A door opened on the floor below, and the figure of a large woman in a rose-pink negligee confronted Milly.
"Lookin' for yer little girl?" the stranger asked in a loud, friendly voice. "Well, she's all right—just come in here!"
She held open the door and pointed to the front room, where under a crocheted shawl little Virginia was curled up asleep on the divan. Milly fell beside her with an hysterical sob. The child, partly awakened, put out her thin arms and murmured sleepily, "The strange lady's very nice, but she's queer.
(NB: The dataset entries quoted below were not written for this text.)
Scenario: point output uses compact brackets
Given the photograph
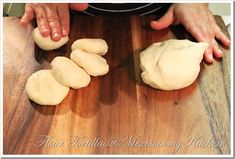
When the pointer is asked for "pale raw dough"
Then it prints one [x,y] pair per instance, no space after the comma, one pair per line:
[46,43]
[93,64]
[172,64]
[68,73]
[43,88]
[97,46]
Take me home, mama, please."
The "strange lady," who was looking on interestedly, explained,—
"I heard the kid runnin' round up above and cryin'—oh, that was hours ago when I first com' home—and as she kep it up cryin' as if she were scared and callin', I went up there and brought her down to stay with me till you got back.... Guess she woke up and was lonesome all by herself."
"That brute Hilda," Milly gasped, "must have gone off and left her."
"They're all like that,—them Swedes," the woman of the rose-pink negligee agreed. "Got no more heart than a brick."
She spoke as from a vast experience with the race.
"The little girl has been as nice as pie," the woman replied to Milly's stammered thanks. "We've been real friendly. Good-by, girlie, I'll be up to-morrer some time and tell you the last of that story.... Good-night!"